# I'm Baaaaack! Hello From Bahrain Again!



## Ahmed

I'm back in da game!

Got a 150 gallon tank running an eheim 600. 5 RB's in there getting confortable with the setup. They are Juvies @ 2 inches now!






And then I got a 40 gallon holding tank where I house my 15 1 inch juvies in. In a few weeks they will have a new home in a 200 gallon tank! Fiesty little bastards too! All my P's are wild caught!


----------



## rusty13

nice!!


----------



## Da' Manster!

nice setup and reds!...


----------



## Ægir

Nice setup, and welcome back!


----------



## scent troll

welcome back and WOW! nice setup








those reds look like theyre gonna grow up to be monsters


----------



## Yeges

Crazy. When you introduce new piranhas do you have a lot of problems getting them accustomed to one another? I was thinking about getting a tank, but was worried about them having issues with one another and throwing a lot of money (and lives) down the tube. Since you catch yours I thought you might be able to give some good advice. Thanks!


----------



## Da' Manster!

Usually, as a rule of thumb, if they are around the same size you shouldn't have any problems...there have been people that have had success with two - three inches of variation in size...but what it really comes down is the fish's personality and how aggressive the pack is...this is the chance that you always take with pygo shoals...


----------



## Ahmed

Da said:


> Usually, as a rule of thumb, if they are around the same size you shouldn't have any problems...there have been people that have had success with two - three inches of variation in size...but what it really comes down is the fish's personality and how aggressive the pack is...this is the chance that you always take with pygo shoals...


Correct!


----------



## Ahmed

2 weeks later


----------



## scent troll

WOW!!!!!!!!!!!!!! amazing growth! and look at the color improvement! 
nice job man, those reds are obviously in great hands


----------



## Da' Manster!

Yes, nice improvement and good coloration on your reds!....


----------



## Ahmed

My little guys still in the holding tank, need them outta there ASAP!!


----------



## scent troll

definitely. but im really amazed seeing the progression in such little time. they look awesome. their colors are just perfect! they have a greenish hue to them almost


----------



## Da' Manster!

cant wait to see these guys in the 150 with the other mates!...


----------



## Ahmed

Moved the little guys over the 150 today, and moved my 5 boys into the 40 gal holding tank awaiting their new owner to pick them up!

I've asked the new owner to register here, cause his setup is gonna be unbelievable.
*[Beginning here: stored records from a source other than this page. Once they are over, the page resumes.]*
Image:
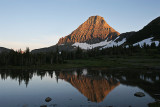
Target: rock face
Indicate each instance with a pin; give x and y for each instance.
(94, 30)
(2, 49)
(48, 99)
(139, 94)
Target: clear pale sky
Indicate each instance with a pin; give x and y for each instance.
(40, 23)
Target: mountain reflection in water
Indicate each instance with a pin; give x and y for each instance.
(98, 86)
(95, 88)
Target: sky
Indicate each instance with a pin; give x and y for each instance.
(40, 23)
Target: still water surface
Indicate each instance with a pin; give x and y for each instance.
(76, 88)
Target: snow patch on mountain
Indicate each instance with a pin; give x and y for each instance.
(147, 42)
(113, 43)
(90, 46)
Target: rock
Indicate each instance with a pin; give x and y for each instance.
(94, 30)
(43, 106)
(154, 104)
(157, 100)
(139, 94)
(48, 99)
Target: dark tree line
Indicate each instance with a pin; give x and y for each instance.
(19, 58)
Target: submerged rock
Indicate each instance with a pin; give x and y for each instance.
(48, 99)
(43, 106)
(154, 104)
(139, 94)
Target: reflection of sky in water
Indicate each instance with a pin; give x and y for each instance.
(63, 93)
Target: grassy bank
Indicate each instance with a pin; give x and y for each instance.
(123, 62)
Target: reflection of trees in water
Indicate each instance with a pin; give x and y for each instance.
(92, 81)
(95, 88)
(23, 75)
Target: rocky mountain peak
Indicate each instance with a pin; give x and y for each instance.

Imagine 5 three inch RB's in a 250 gallon tank!!! Yikes they are gonna grow to be monsters!!


----------



## Malladus

Hello, sorry to say but it's highly unlikely that the RBP's are wild caught (99.9999%). They're more than likely captive bred from Singapore.

Nice fish regardless.


----------



## Trigga

^was gonna say the same thing

It doesn't really matter though you got a great setup and obviously take good care of them.


----------



## Ahmed

You're probably right, I think it would be an impossibility to ship over juvies across the atlantic to the Middle East. It must have been shipped over from the Far East instead.
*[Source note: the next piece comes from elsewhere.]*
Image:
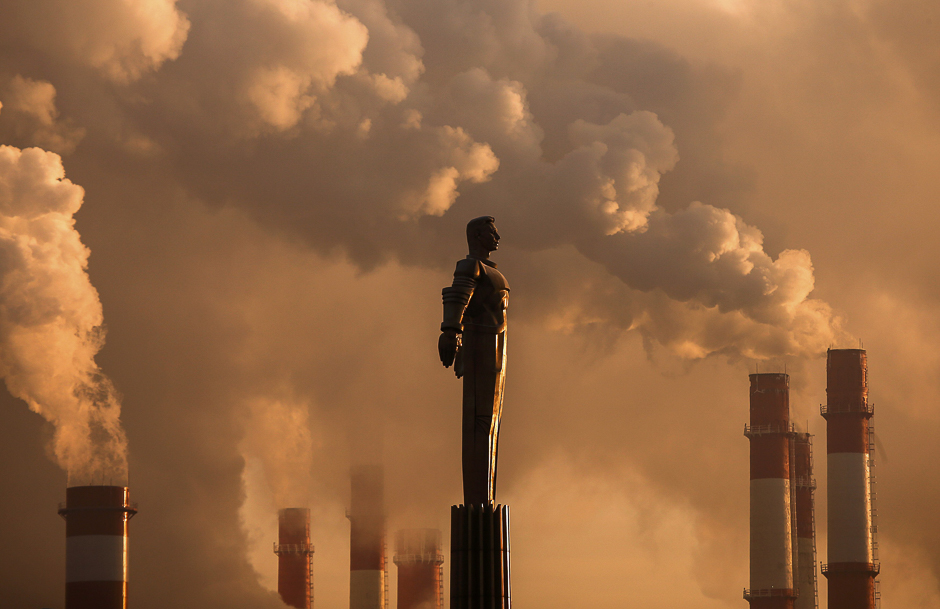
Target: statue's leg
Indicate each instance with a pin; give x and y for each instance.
(495, 415)
(480, 389)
Bahrain banned Piranhas 2 years ago, these were brought in via Saudi Arabia


----------



## scent troll

wild caught or not...great set up all around. glad you got a hold of em


----------



## Ahmed

Fortnightly update folks!

I decided to remove the plants so they become less aggressive towards each other!


----------



## scent troll

^ nicely done
i like it. tank looks huge without plants. fish look amazing


----------



## Da' Manster!

Sweet video Ahmed!...







...that's basically how I do my tanks now...just gravel and that's it!..no decor, no plants!...


----------



## Ahmed

Got my boys a gift today


----------



## Ahmed

Lost two fish already because of aggression. Yesterday I had the MP60 running on half power.. they went ballistic and when I got back after 15 minutes... a head with no eye balls floatin around! Damnit!!!

I need to get a water chiller cause I am convinced my 29 degree water is doing this!


----------



## Ahmed

Update


----------



## Da' Manster!

Very active tank!....


----------



## Ahmed

Another update


----------



## scent troll

theyre at that perfect size. where theyre really filling out and you cant start telling them apart. dude these fish are WELL fed! lol
big old bellies on these guys haha

i like it man. simple, healthy looking...what more do you need? very nice p's bro


----------



## Ahmed

Lunchtime!!!!!


----------



## Da' Manster!

Be careful Ahmed!...







...reds are notorious for jumping out of water during feeding frenzies!..As soon as they surface to the top, just drop it in!...


----------



## vince.v

WOW!Im speechless ...







thats one BIG RBP heaven


----------



## Ahmed

Update again


----------



## Da' Manster!

Thanks for the update, Ahmed!...


----------



## Ahmed

Update


----------



## Ahmed

More from today


----------



## Da' Manster!

Wow!..those guys are growing up real fast!...thanks for sharing!...


----------



## Ahmed

Sorry if I'm boring you guys! Let me know if I am..

UPDATE!


----------



## Da' Manster!

Your reds are looking good and most of the shoal is still intact!...


----------



## Ahmed

My hungry P's.


----------



## audiction

nice set up.


----------